Evidence that he is on the right track can be found in an odd place: the economic impact analysis used by the backers of California’s Proposition 71. According to figures cobbled together by Stanford professor Laurence Baker, California would make a 120 percent to 236 percent return on its investment. Dangling before voters, too, was the tantalising possibility of “continuing to generate billions of dollars in revenues and savings for the State of California for decades after that”.(3)

However, Baker was cautious enough to preface his analysis with several caveats which ought to have given supporters of Proposition 71 serious misgivings. “Despite uncertainties about whether or when the promise of stem cell research will be realized, our conversations with a variety of experts have led us to the conclusion that the potential for successful therapies is strong enough to warrant analysis of the type we undertake here. With that in mind, we also believe it prudent to keep in mind the difficulties and challenges associated with the research.”

The enthusiasm of experts is one reason why so many people have unrealistic expectations. “Management consultants, financial analysts and venture capitalists all clearly have a vested interest in hyping new technologies,” Nightingale writes in his study. “Similarly, the promise of a biotechnology revolution provides government policy makers with simple, but … probably ineffective ways of promoting regional development, improved healthcare delivery and economic growth.”

Is all disease genetic?

An even more fundamental reason for the long road ahead is that biotech is a very, very tough game. As Horrobin points out, “there is no doubt about the cascade of new information. The fundamental issue, however, is whether that new information is in any way congruent with the real world of medical illness.”

Some of biotech’s heady initial successes were due to the discovery that a disease was related to a single gene. But nearly all the major killers, such as cancer or heart disease, are the result of the interaction of many genes with the environment, society and lifestyle. Obesity and depression will be amongst the leading diseases of the 21st century – and biotech products may not do much to stop their advance.

Eventually scientists may come to regret inflating the promise of stem cell research, especially in California. Already some have warned that too much money may be sloshing about in the public trough. Each year, the Californian budget for stem cell research will be more than 10 times what the whole US Federal Government currently spends on embryonic stem cell research. Greg Linden, an economist at the University of California at Berkeley, says “As the pot [of money] gets bigger, you extend out to projects that are more and more questionable.” (4)

And failure could make Proposition 71 a public relations nightmare. Important advances in basic science will undoubtedly emerge from research labs — but it is possible that major products will not. Taxpayers may end up feeling swindled.
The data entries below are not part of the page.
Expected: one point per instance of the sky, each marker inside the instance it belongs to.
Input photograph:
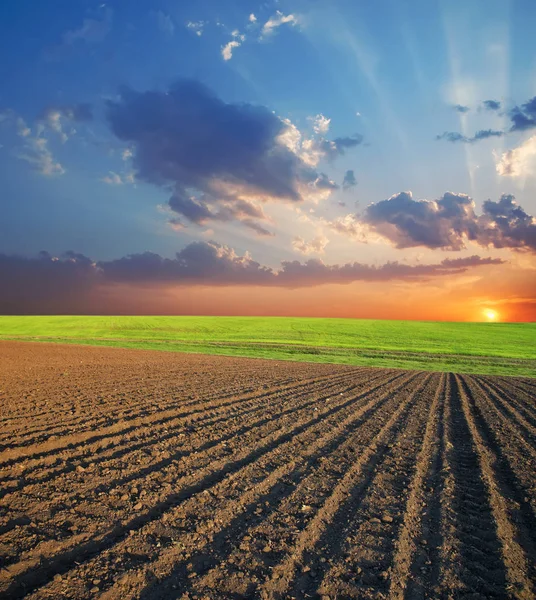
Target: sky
(335, 158)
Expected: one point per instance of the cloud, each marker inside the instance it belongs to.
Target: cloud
(236, 42)
(338, 146)
(520, 161)
(320, 124)
(449, 221)
(453, 136)
(73, 283)
(523, 117)
(35, 151)
(276, 21)
(491, 104)
(316, 246)
(112, 179)
(54, 117)
(196, 26)
(165, 22)
(227, 50)
(92, 31)
(349, 180)
(219, 161)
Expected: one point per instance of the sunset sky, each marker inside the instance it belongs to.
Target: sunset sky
(340, 158)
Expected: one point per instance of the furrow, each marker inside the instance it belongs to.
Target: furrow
(10, 457)
(217, 563)
(28, 573)
(96, 453)
(343, 501)
(414, 566)
(508, 417)
(354, 554)
(504, 395)
(131, 414)
(470, 555)
(515, 546)
(174, 465)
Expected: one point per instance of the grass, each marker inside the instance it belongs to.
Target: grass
(486, 348)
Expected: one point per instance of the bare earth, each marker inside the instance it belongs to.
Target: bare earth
(134, 474)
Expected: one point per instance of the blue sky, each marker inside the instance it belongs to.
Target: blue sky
(389, 77)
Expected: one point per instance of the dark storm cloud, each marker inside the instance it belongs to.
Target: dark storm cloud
(73, 112)
(451, 220)
(523, 117)
(44, 283)
(338, 146)
(491, 104)
(73, 283)
(349, 180)
(454, 136)
(220, 161)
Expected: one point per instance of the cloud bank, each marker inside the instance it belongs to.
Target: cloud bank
(71, 282)
(446, 223)
(220, 161)
(521, 117)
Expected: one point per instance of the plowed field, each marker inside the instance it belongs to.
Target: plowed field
(134, 474)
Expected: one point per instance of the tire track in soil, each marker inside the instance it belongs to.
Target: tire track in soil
(197, 452)
(265, 513)
(30, 574)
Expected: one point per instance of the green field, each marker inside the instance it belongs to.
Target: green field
(487, 348)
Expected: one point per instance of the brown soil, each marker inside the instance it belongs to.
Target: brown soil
(134, 474)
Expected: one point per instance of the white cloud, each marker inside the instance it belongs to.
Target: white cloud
(91, 30)
(278, 20)
(520, 161)
(112, 179)
(165, 23)
(315, 246)
(196, 27)
(35, 150)
(227, 50)
(320, 124)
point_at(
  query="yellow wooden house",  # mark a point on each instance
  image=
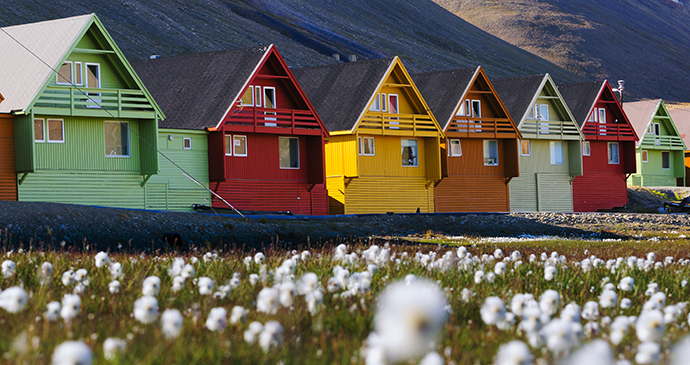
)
(384, 151)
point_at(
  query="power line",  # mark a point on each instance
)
(126, 125)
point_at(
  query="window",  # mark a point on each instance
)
(56, 131)
(228, 145)
(409, 152)
(239, 146)
(491, 153)
(525, 148)
(586, 149)
(248, 97)
(557, 153)
(455, 148)
(64, 76)
(366, 146)
(289, 152)
(116, 139)
(39, 130)
(665, 160)
(614, 155)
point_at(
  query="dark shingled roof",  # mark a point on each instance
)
(443, 90)
(195, 91)
(580, 98)
(517, 93)
(340, 92)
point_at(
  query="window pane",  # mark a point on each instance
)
(240, 145)
(409, 152)
(38, 130)
(116, 139)
(55, 132)
(64, 75)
As Horrobin warned, “the research enterprise will fall into such disrepute that there could be a dramatic loss of public support for biomedical and pharmaceutical research.”

Michael Cook is the editor of MercatorNet.

Notes

(1) Paul Nightingale and Paul Martin, “The myth of the biotech revolution”, Trends in Biotechnology, November 2004.

(2) David F. Horrobin. “Modern biomedical research: an internally self-consistent universe with little contact with medical reality?”. Nature Reviews Drug discovery. February 2003.

(3) Laurence Baker and Bruce Deal. “Economic Impact Analysis: Proposition 71 California Stem Cell Research and Cures Initiative”. Sept 14, 2004.

(4) “Scientists already lining up for Prop. 71 stem cell funds”. Sacramento Bee, Nov 8, 2004.